Bären, schrieb die New York Times in einem Artikel vor einigen Jahren, sind eine subkulturelle Gruppe schwuler Männer, die es lieben, einander am dicken, natürlichen Körperhaar zu kraulen. Vor dem Prince Albert Guest House, einem typisch neuenglischen Gästehaus mitten im Zentrum der Stadt, wird die journalistische Theorie manifest. Zwischen Lilien, Gladiolen und Oleandern stehen sie im Rudel, das Bier in der einen Hand, die Gürtelschlaufe in der anderen, und recken stolz ihre kugelrunden, mächtig behaarten Bäuche in die Sonne.
Sommer für Sommer verwandelt sich Provincetown, die kleine Provinzhauptstadt am Ende der Halbinsel Cape Cod, in ein Mekka für Lesben und für Schwule. Nirgendwo ist Massachusetts so rosarot wie hier. Hinzu kommt, dass jede Woche zwischen Mai und Oktober unter einem anderen Motto steht. Mal werden die väterliebenden Väter aufgefordert zu kommen, mal die reiferen Single-Damen, mal die homosexuellen Flugbegleiter und Piloten. Die Gay Bear Week vom 9. bis 17. Juli jedoch, die steht ganz im Zeichen der muskel- und fettbepackten 100-Kilo-Männer. Haarige Sache.
"Ich lebe hier das ganze Jahr", sagt Michael Valenti. Der 54-Jährige ist Inhaber des White Wind Inn. Draußen am Portikus wehen Stars and Stripes und Regenbogenfahnen, im Innenraum herrscht Häkeldeckchenstimmung wie zu Großmutters Zeiten. Am Kamin stehen Quiche und frisches Obst bereit, aus den Lautsprechern wabbert süßer Jazz, Blumenvasen überall. "Im Frühling, Sommer und Herbst sind die Gästehäuser in P'town 180 bis 200 Tage durchgehend ausgebucht. Und zwar bis aufs letzte Bett. Doch glauben Sie mir, das P'town des Sommers hat mit dem des Winters nichts zu tun. Das sind zwei völlig verschiedene Städte."
Während im Winter ein paar hundert Leute den atlantischen Winden trotzen, fasst das Hafenstädtchen in den Sommermonaten bis zu 50.000 Einwohner und Touristen pro Tag. Die meisten kommen her, um der Gleichgesinntheit und den gemeinsamen gesellschaftlichen Vorlieben zu frönen. Die anderen kommen, um zu schauen.

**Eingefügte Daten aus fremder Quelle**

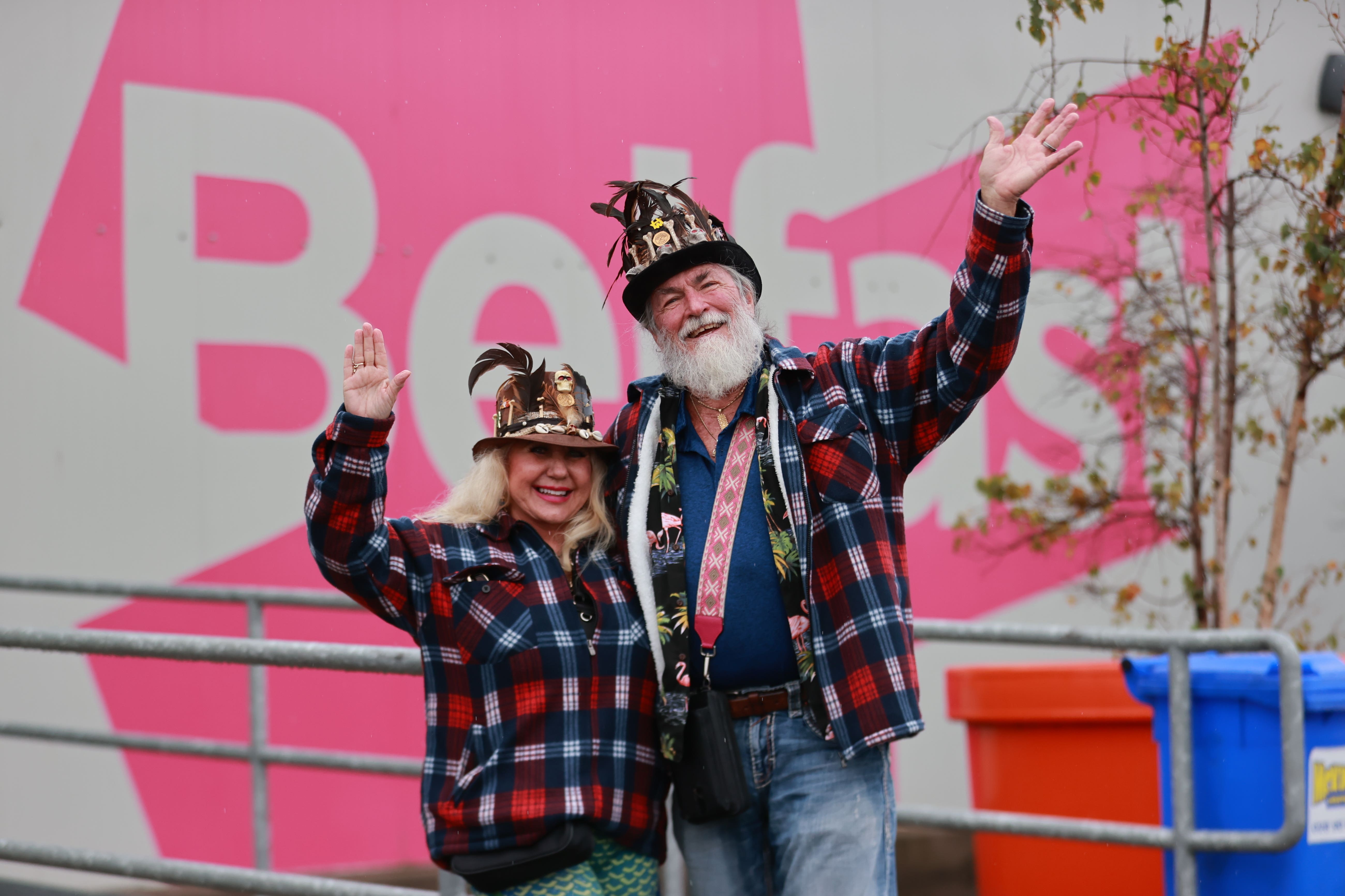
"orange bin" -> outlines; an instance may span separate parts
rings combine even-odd
[[[948,669],[976,809],[1161,823],[1153,711],[1119,662]],[[1158,849],[976,834],[981,896],[1162,896]]]

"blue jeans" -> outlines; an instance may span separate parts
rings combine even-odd
[[[748,810],[705,825],[672,817],[691,896],[896,896],[888,750],[842,762],[798,708],[738,719],[733,729]]]

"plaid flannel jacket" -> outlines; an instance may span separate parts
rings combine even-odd
[[[907,476],[971,414],[1009,367],[1028,296],[1032,208],[976,199],[948,310],[901,336],[824,343],[804,355],[768,341],[780,398],[777,469],[808,583],[812,650],[831,732],[846,758],[924,728],[911,634]],[[639,433],[659,376],[631,384],[607,438],[608,484],[627,535]]]
[[[313,443],[304,509],[327,580],[420,645],[432,858],[448,866],[584,819],[662,861],[658,688],[629,575],[581,551],[599,610],[589,656],[568,576],[527,524],[383,520],[391,426],[338,411]]]

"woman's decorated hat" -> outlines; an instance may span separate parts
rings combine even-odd
[[[625,271],[625,290],[621,301],[639,320],[650,301],[650,293],[670,277],[698,265],[732,267],[756,286],[761,298],[761,274],[746,250],[724,230],[724,222],[697,206],[690,196],[652,180],[613,180],[608,187],[616,193],[605,203],[589,207],[599,215],[621,222],[624,231],[612,243],[607,261],[621,249],[621,270]]]
[[[495,392],[495,435],[473,445],[473,457],[518,439],[616,450],[593,424],[593,403],[584,376],[569,364],[547,371],[545,360],[533,369],[533,356],[512,343],[482,352],[467,375],[468,395],[482,373],[502,365],[510,375]]]

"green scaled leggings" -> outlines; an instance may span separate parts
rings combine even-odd
[[[588,861],[500,891],[499,896],[658,896],[659,864],[594,837]]]

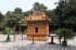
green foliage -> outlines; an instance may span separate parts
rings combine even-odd
[[[22,9],[21,8],[15,8],[14,14],[22,14]]]
[[[56,35],[58,35],[59,38],[64,38],[64,40],[74,38],[74,34],[68,28],[59,28],[56,30]]]
[[[39,2],[35,2],[34,3],[34,5],[33,5],[33,11],[35,11],[35,12],[45,12],[45,11],[47,11],[47,7],[45,7],[42,3],[39,3]]]
[[[13,34],[13,28],[5,27],[3,34],[8,34],[8,35]]]

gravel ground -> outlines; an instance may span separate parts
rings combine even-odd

Eine Mutter spaziert mit ihrer Tochter Hand in Hand durch die Tremont Street. "Schau, Kleines, das sind dicke Männer, die gerne mit anderen dicken Männern zusammen sind. So ist das hier."
Bärenlagerfeuer
Und weil die dicken Männer auch unterhalten werden wollen, wird das Partyprogramm von P'town in der zweiten Juliwoche entsprechend adaptiert. Und man möchte sich gar nicht ausmalen, zu welchem Zweck der 77 Meter hohe Pilgerturm, das historische Wahrzeichen der Stadt, auf den Einladungskarten der Clubs und Diskos mitunter herhalten muss. Beworben werden etwa schwule Bärenbootsfahrten durch die Bucht, Bärenlagerfeuer mit Leder und Latex im Wald sowie Travestieshows mit nicht nur dicken, sondern auch dick geschminkten Bärinnen. Jeden Donnerstag, Freitag und Samstag tritt die mächtig beleibte Cashetta mit ihrer "Comedy Magic Show" im Art House auf. Der Saal ist bis auf den letzten Sitzplatz ausgebucht. Der Laden brummt.

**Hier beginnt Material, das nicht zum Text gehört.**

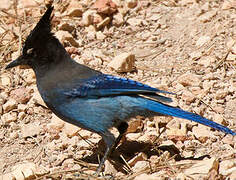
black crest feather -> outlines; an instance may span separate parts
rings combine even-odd
[[[41,17],[35,28],[30,32],[25,41],[26,46],[32,46],[33,43],[44,42],[49,39],[51,33],[51,14],[53,6],[49,6],[44,15]]]

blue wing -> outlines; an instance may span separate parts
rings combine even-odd
[[[174,94],[150,87],[140,82],[106,74],[101,74],[76,85],[75,88],[64,92],[70,97],[105,97],[116,95],[146,95],[148,98],[171,102],[171,98],[157,93]]]

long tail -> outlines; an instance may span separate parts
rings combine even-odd
[[[145,101],[147,101],[147,99],[145,99]],[[169,115],[169,116],[174,116],[174,117],[178,117],[178,118],[188,119],[188,120],[195,121],[197,123],[201,123],[203,125],[212,127],[212,128],[217,129],[219,131],[223,131],[227,134],[236,135],[236,132],[233,132],[232,130],[230,130],[229,128],[227,128],[223,125],[220,125],[220,124],[210,121],[209,119],[206,119],[202,116],[199,116],[199,115],[191,113],[191,112],[184,111],[184,110],[176,108],[176,107],[172,107],[172,106],[165,105],[160,102],[151,101],[151,100],[148,100],[148,103],[146,102],[143,105],[147,109],[157,112],[157,113],[160,113],[160,114],[163,114],[163,115]]]

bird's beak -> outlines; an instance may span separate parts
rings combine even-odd
[[[24,64],[24,58],[23,56],[19,56],[16,60],[12,61],[10,64],[8,64],[5,69],[13,68],[19,65]]]

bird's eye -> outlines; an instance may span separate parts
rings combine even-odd
[[[33,48],[30,48],[30,49],[28,49],[28,50],[26,51],[26,53],[27,53],[27,54],[32,54],[33,50],[34,50]]]

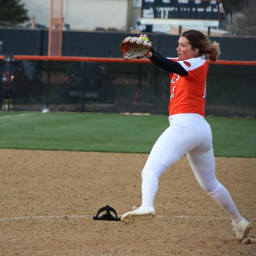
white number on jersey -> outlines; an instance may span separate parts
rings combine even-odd
[[[205,82],[204,86],[204,95],[202,96],[202,98],[203,98],[203,99],[205,99],[205,98],[206,98],[206,82]]]
[[[174,97],[174,90],[175,90],[176,88],[176,86],[174,86],[173,87],[173,92],[170,94],[170,99],[172,99],[172,98],[173,98]]]

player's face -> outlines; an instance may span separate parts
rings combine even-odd
[[[198,56],[199,51],[198,48],[193,50],[191,45],[185,36],[181,36],[178,41],[179,46],[176,51],[179,60],[188,59]]]

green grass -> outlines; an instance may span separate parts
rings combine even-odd
[[[206,117],[215,155],[256,157],[256,120]],[[0,112],[0,148],[148,153],[164,115]]]

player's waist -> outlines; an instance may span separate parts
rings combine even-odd
[[[204,117],[203,116],[202,116],[200,114],[197,114],[195,113],[174,114],[173,115],[170,115],[169,116],[168,118],[169,120],[170,121],[171,120],[173,119],[184,118],[186,117],[190,117],[193,118],[197,118],[200,120],[204,120]]]

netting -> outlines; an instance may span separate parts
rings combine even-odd
[[[151,63],[0,61],[3,110],[168,113],[168,74]],[[10,87],[8,87],[8,72]],[[209,65],[206,115],[256,117],[256,66]],[[4,77],[4,78],[3,78]]]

"Ja, das Angebot ist überbordend, und die Stimmung im Juli ist brutal", sagt Angus McCaslin, Geschäftsführer im kleinen Hotel Carriage House. "Ich bin froh, dass Provincetown trotz dieses dichten Tourismusprogramms noch immer seinen Charme behalten hat." Zu verdanken ist das nicht nur den Festivalmachern und den Betreibern der vielen Gästehäuser, Geschäfte und Restaurants, sondern auch der Stadtverwaltung. Vor einigen Jahren beschloss der Gemeinderat von P'town, den touristischen Betrieb in lokaler Hand zu behalten und sämtlichen Hotel- und Fastfood-Ketten den Zutritt in die Stadt zu verwehren. "Vor allem in den USA ist so eine Haltung eine Seltenheit", so McCaslin.

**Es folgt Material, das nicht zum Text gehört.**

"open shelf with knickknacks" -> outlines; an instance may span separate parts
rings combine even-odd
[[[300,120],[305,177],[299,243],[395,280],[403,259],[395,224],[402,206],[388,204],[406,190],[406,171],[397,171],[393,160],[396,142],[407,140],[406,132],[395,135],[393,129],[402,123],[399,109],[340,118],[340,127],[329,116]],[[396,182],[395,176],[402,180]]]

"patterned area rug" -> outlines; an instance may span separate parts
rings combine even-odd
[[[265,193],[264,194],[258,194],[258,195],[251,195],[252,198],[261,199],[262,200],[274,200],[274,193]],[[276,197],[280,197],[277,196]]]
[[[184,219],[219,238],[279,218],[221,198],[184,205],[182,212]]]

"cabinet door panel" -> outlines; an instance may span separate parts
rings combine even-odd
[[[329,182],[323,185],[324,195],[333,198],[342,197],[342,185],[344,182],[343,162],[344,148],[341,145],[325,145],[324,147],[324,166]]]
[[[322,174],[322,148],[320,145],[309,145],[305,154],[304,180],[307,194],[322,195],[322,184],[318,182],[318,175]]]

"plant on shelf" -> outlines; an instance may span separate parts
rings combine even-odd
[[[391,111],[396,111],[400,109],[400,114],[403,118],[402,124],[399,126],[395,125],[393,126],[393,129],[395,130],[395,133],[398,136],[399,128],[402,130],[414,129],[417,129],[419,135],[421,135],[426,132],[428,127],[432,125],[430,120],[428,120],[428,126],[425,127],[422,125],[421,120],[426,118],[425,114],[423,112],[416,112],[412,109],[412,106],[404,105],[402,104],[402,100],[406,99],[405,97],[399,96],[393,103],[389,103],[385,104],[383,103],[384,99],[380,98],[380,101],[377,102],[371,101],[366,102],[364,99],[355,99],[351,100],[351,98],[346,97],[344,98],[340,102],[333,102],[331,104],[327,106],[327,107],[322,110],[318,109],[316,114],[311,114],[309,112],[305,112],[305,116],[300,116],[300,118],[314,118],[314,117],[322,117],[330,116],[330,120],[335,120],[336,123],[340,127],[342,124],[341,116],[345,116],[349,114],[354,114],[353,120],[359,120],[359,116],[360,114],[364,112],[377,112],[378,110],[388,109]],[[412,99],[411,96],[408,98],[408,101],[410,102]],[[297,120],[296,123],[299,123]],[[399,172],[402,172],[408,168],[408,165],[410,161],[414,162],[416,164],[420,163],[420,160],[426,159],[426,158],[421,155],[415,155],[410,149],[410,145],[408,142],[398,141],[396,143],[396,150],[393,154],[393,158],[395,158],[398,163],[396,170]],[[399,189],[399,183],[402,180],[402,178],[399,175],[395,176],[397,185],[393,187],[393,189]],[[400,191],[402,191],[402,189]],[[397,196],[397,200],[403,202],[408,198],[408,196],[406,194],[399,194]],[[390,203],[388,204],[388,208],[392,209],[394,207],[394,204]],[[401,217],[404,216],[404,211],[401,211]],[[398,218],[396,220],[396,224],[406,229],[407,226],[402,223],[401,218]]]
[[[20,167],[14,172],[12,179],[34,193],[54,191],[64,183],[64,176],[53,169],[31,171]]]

Lon Casinelli, Betreiber des kleinen Bademoden-Shops "Bravo", sieht die Sache etwas skeptischer. Zu Beginn sei Cape Cod vor allem als östlichste Landungsstelle für Pilger aus Europa berühmt gewesen. Der Pilgerturm in Form eines alten toskanischen Geschlechterturms, errichtet 1892, soll daran erinnern. "Danach haben sich hier viele Künstler und Intellektuelle angesiedelt, und Provincetown wurde der Inbegriff für linke Bohemiens. Doch was in letzter Zeit mit diesem schönen Städtchen passiert ist, das ist eine Farce. P'town ist wie Disneyland - nur kleiner und schwuler."
Für sein kleines Geschäftslokal in der Commercial Street - an den Wänden werben nicht etwa vollbusige Blondinen, sondern braungebrannte Männer mit Sixpack - zahlt Casinelli 50.000 Dollar Miete im Jahr. "Man kann sich hier nichts mehr leisten. Es ist eine Katastrophe. Für ein Hotelzimmer legen die Touristen in der High Season locker 300 bis 400 Dollar pro Nacht hin. Beim Rest wird dann gespart." Irgendwann, meint der 56-Jährige, würde sich das Phänomen Provincetown ad absurdum geführt haben.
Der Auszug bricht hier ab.